When a terminally ill patient decides to stop treatment or finds there are no other curative measures to take-- hospice is ordered. Often, the patient chooses to go home to die. As KLCC's Tiffany Eckert reports, hospice programs serve to alleviate fears and help the very sick on their final journey.
Rosalyn Morford is dying. She doesn't think it will be this week or even this month-- but she understands her cancer has spread and chemotherapy and other treatments didn't stop it. She entered hospice in May.
Morford: "I'm terminal (rasping breaths.) I mean I have it in my lungs, I have it in my liver, it's in all my bones."
Rosalyn has decided she will die at home. That means no more lengthy oncology visits or hospital rooms. PeaceHealth Sacred Heart hospice nurses come to her here—in a two-bedroom mobile home parked behind her brother's house in Cottage Grove.
Morford: "I don't feel death as a negative. It's a journey we all make. I'm kinda excited about it actually."
71-year old Rosalyn is a feisty woman. She used to be a nurse. She is quick with a laugh and she loves her little dog Susie who has enough energy for the both of them.
Today, hospice nurse Stacy Grigsby visits Rose. Grigsby has a gentle demeanor and a calm, reassuring voice. She says it's about providing comfort and dignity to a dying patient.
Grigsby:"Because it is a very personal process."
As death approaches, hospice nurses recognize the signs and help the patient and their family prepare for the experience.
Grigsby: "It's incredibly difficult work. It is very hard. We become very attached. But sometimes in life the hard things are the most rewarding…" (Rose says, "yep")
"and that's just how it is. It's incredibly fulfilling to know that I made a difference, or to hope that I made a difference."
Sacred Heart has a volunteer-driven program called No One Dies Alone. It all started in 1988 when a night shift nurse named Sandra Clarke was doing her rounds.
Gordon: "One of her patients was dying. He was conscious and he knew he was dying and he was afraid."
That's Anne Gordon. She is the current director of the No One Dies Alone program.

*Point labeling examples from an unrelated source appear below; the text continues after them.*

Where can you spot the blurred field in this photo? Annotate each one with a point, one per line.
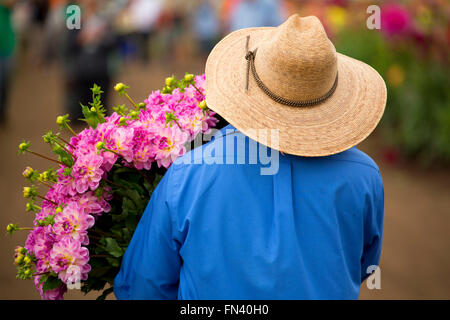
(415, 256)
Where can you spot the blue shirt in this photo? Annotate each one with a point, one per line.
(226, 231)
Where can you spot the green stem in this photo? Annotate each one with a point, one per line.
(44, 198)
(47, 158)
(45, 183)
(198, 90)
(114, 184)
(66, 142)
(70, 129)
(65, 149)
(106, 234)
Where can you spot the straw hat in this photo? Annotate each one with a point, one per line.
(290, 78)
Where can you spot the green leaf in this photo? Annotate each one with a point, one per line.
(51, 283)
(105, 293)
(113, 248)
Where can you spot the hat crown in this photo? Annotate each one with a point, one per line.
(296, 60)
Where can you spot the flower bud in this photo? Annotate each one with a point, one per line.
(60, 120)
(27, 260)
(24, 146)
(202, 105)
(134, 114)
(28, 172)
(19, 258)
(10, 228)
(188, 77)
(20, 250)
(119, 87)
(170, 81)
(123, 121)
(27, 192)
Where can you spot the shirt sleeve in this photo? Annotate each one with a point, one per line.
(373, 229)
(151, 265)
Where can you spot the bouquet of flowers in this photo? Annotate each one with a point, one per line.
(103, 181)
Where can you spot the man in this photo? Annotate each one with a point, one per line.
(7, 46)
(305, 224)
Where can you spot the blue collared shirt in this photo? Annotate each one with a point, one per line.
(227, 231)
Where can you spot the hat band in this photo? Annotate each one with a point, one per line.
(250, 57)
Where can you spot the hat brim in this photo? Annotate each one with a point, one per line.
(337, 124)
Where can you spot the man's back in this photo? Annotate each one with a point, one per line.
(226, 231)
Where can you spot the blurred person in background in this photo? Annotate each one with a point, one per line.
(87, 56)
(54, 29)
(255, 13)
(206, 25)
(7, 46)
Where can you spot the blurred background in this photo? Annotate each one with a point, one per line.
(46, 70)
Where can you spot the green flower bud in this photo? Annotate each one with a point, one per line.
(20, 250)
(203, 105)
(28, 172)
(170, 81)
(166, 90)
(24, 147)
(59, 120)
(188, 77)
(134, 114)
(141, 105)
(19, 258)
(10, 228)
(100, 145)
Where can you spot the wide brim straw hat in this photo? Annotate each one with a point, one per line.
(291, 79)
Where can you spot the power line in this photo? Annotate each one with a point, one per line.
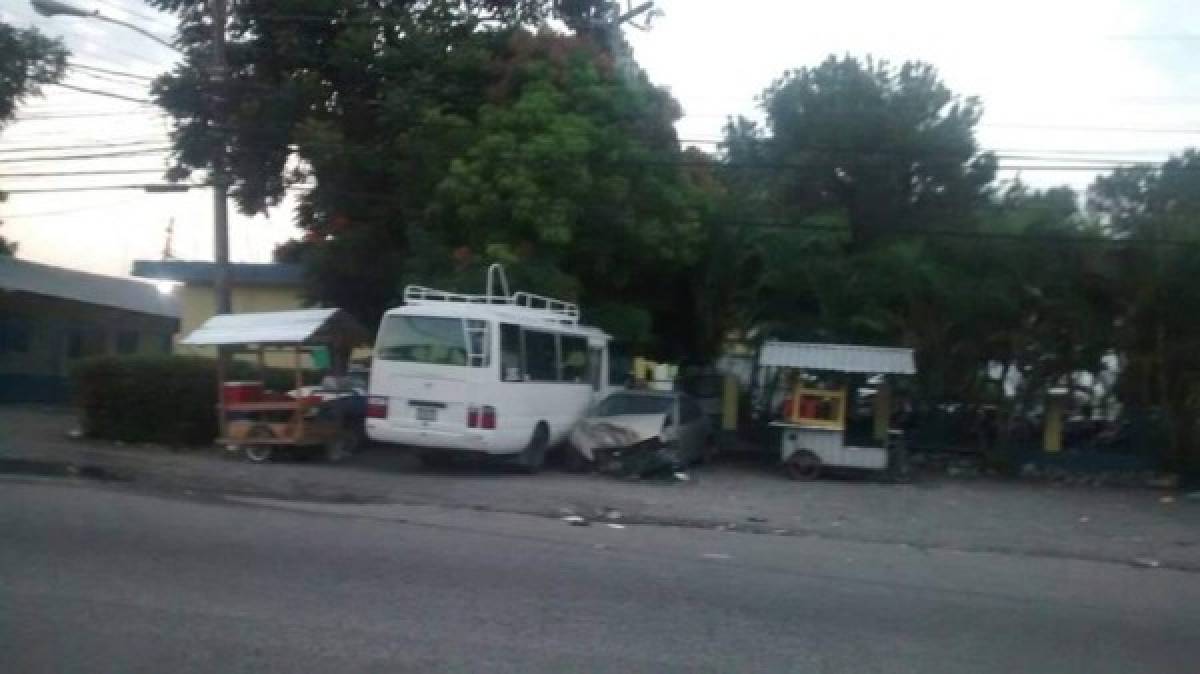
(88, 115)
(88, 156)
(81, 145)
(75, 210)
(132, 13)
(99, 92)
(107, 71)
(73, 173)
(145, 186)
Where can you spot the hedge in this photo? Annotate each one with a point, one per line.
(169, 399)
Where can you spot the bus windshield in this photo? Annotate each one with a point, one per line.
(432, 341)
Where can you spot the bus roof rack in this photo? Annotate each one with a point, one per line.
(549, 307)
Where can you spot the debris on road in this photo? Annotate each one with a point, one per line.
(648, 458)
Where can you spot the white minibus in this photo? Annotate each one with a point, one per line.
(495, 373)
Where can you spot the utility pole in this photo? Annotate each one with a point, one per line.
(221, 281)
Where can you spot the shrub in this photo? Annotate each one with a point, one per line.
(169, 399)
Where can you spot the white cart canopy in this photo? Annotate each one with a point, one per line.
(293, 328)
(838, 357)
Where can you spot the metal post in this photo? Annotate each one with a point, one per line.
(221, 282)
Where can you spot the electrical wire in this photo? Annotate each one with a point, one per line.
(88, 156)
(76, 65)
(73, 173)
(81, 146)
(99, 92)
(144, 186)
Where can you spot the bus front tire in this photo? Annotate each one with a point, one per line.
(532, 458)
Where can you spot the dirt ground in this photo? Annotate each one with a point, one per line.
(1139, 527)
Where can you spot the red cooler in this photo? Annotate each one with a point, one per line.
(243, 392)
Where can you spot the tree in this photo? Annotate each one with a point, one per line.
(1153, 214)
(893, 149)
(432, 138)
(28, 60)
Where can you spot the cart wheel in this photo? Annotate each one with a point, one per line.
(803, 465)
(709, 450)
(342, 445)
(258, 453)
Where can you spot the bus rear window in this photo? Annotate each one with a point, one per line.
(433, 341)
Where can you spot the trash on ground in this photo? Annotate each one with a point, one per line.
(649, 458)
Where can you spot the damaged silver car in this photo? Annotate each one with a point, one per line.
(640, 433)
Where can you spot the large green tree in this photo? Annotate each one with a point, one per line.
(891, 148)
(880, 222)
(1153, 212)
(28, 60)
(426, 139)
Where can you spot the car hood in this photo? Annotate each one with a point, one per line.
(609, 432)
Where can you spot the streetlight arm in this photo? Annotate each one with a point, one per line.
(54, 8)
(133, 26)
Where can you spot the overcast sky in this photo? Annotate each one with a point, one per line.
(1081, 80)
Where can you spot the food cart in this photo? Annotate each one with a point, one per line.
(258, 422)
(813, 415)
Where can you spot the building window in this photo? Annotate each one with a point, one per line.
(127, 342)
(15, 336)
(85, 342)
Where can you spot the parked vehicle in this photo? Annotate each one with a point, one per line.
(629, 423)
(498, 374)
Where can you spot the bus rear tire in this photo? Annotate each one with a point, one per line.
(532, 458)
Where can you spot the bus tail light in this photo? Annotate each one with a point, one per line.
(481, 416)
(377, 407)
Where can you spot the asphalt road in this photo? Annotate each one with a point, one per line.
(105, 579)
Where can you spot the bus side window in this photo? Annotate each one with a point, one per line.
(540, 355)
(595, 368)
(575, 359)
(511, 368)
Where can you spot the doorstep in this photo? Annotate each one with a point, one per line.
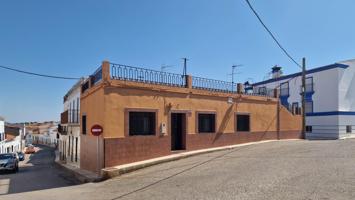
(111, 172)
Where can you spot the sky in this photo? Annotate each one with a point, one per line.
(72, 38)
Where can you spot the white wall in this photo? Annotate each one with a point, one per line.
(347, 87)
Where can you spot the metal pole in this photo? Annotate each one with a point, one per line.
(304, 98)
(185, 66)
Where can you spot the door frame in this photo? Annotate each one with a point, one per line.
(187, 114)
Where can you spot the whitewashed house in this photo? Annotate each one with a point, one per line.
(330, 98)
(69, 129)
(13, 139)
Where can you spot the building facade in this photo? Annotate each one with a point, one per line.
(13, 140)
(69, 134)
(45, 133)
(145, 114)
(329, 94)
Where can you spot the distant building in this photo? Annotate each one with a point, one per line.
(69, 128)
(13, 140)
(45, 133)
(330, 98)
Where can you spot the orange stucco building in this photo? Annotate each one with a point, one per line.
(146, 114)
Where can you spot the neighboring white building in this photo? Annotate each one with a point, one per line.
(330, 98)
(45, 133)
(11, 138)
(69, 131)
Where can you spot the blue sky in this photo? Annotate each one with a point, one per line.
(71, 38)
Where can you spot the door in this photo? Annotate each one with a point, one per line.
(178, 131)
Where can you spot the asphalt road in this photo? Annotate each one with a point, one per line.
(276, 170)
(36, 172)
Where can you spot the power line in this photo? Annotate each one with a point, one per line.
(36, 74)
(272, 35)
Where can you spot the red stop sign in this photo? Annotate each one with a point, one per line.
(97, 130)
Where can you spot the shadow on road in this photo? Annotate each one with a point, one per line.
(37, 172)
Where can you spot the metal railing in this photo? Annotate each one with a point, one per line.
(261, 91)
(213, 85)
(136, 74)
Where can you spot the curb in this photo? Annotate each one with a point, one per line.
(112, 172)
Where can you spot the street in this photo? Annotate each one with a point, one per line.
(276, 170)
(36, 172)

Gordon: "He asked her to stay with him as he died. And she assured him that she would tend to her other patients, take care of them and then be back as soon as she could. She was able to come back within 90 minutes but he had died."
[He had died] alone.
Nurse Clarke was deeply affected by this and although it took years, she created a program with the support of Sacred Heart, to train staff and volunteers to sit vigil with the dying. Again Anne Gordon.
Gordon: "There are 10 of us, and we take turns throughout the year carrying a pager, 24 hours at a time."
Vigil Coordinators respond and quickly determine that the patient fits protocols which are: that the patient is within 48 hours of death, that there is a DNR or "Do Not Resuscitate" order, and most importantly…
Gordon: "That they have no one. They need to be someone who doesn't have anyone present to be with them as they are passing."
No One Dies Alone programs are now international. (There are at least 50 volunteers trained in Sacred Heart's NODA program.) Nancy Garrett was the first person trained to sit vigil at the hospital. I wondered if volunteers are told anything about the patient.
Garrett: "That's the one thing that is really so hard for me is not to know really anything about this patient, who they are. Once in a great while we do find out…We had one patient recently was a big fan- we found out- of Motley Crue. And so we actually started playing some Motley Crue music so he could hear that when he passed."
(Motley Crue playing "Home Sweet Home")
(Transition to Harp music)
Harpist Gary Plouff has seen how music works to soothe the sick and dying in prescriptive ways. He's a music-thanatologist with Strings of Compassion. And, he travels throughout Lane County to play his harp for hospice patients.
Plouff: "I feel very humbled to do this work and very privileged that I found it and I'm able to help people at their time at the end of their life."
Eckert: "Have you seen a lot of ends of lives?"
Plouff: "I have, over the 20 years, I've been there for many, many deaths. And that's also a very holy and sacred time for the family and for me too to supply that music and make the atmosphere more peaceful."
Hospice patient Rosalyn Moreford is approaching the holidays pragmatically. She is finishing quilts which will go to her children. She says she's been "visited" by her late husband, Don. Sometimes she sees him in shadows.
Morford:"But the one night, I'd kinda had a rough night and I felt the side of the bed sink down and I felt him slide in beside me, put his arm over me and I could hold his hand. It was him! And I cried because I didn't want him to leave. But he did... And he'll be back."
Rosalyn has decided she will be cremated. She is taking care of everything in advance, the funeral home, the urn, to spare her brother having to do it.
I asked her if she is afraid.
Morford: "No. What would you be afraid of? You tell me and I'll think about it. (laugh) But no, I'm not afraid. I'm in God's hands. I'll always be there for the kids. I may even haunt them. I've threatened. (Laugh.)"
Reporters Note: Rosalyn Morford died in hospice care on January 26, 2016.